Viola Amherd n'hésite pas à fixer ses propres priorités – quitte à fortement secouer son département de la Défense. Non seulement l'armée doit devenir plus féminine et plus écologique, mais la conseillère fédérale du Centre planche désormais sur un remaniement de la politique de sécurité suisse qui crée la controverse. Elle a annoncé fin avril vouloir regrouper les forces de la sécurité civile et de la sécurité militaire avec un nouveau secrétariat d'État. Ce projet, qu'elle porte en cavalière seule, a créé un coup d'éclat.

Au Parlement comme dans les milieux de l'armée, l'idée de la ministre de la Défense ne fait pas que des heureux. Pour Stefan Holenstein, président de l'Association des sociétés militaires suisses (ASM), Viola Amherd fixe mal ses priorités: il faudrait d'abord un concept clair pour une défense nationale crédible. Or, avec un nouveau secrétariat d'État, «la position de l'armée sera encore affaiblie et l'administration gonflée», selon le colonel.
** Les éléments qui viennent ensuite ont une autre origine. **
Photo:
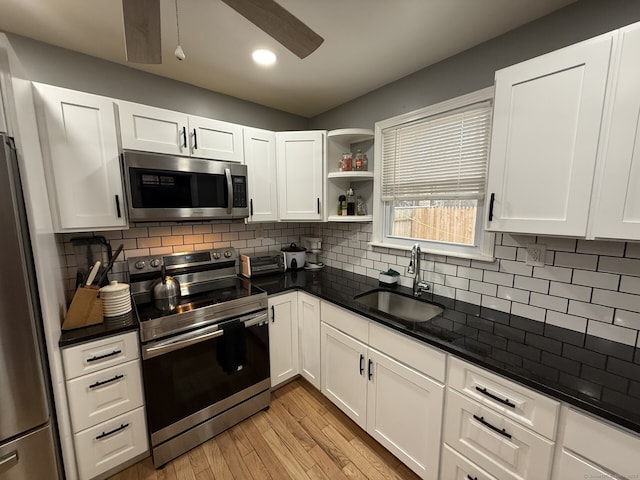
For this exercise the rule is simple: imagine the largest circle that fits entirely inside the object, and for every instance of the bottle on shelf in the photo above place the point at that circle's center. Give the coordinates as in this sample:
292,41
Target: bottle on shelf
351,202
Une stratégie globale fait toujours défaut

La conseillère nationale socialiste Sarah Wyss a un tout autre problème avec le nouveau secrétariat d'État. Elle n'a rien à redire sur le fond. Mais elle trouve discutable que ce ne soit pas la première fois que le Conseil fédéral crée un nouvel office fédéral sans aucune concertation avec le Parlement.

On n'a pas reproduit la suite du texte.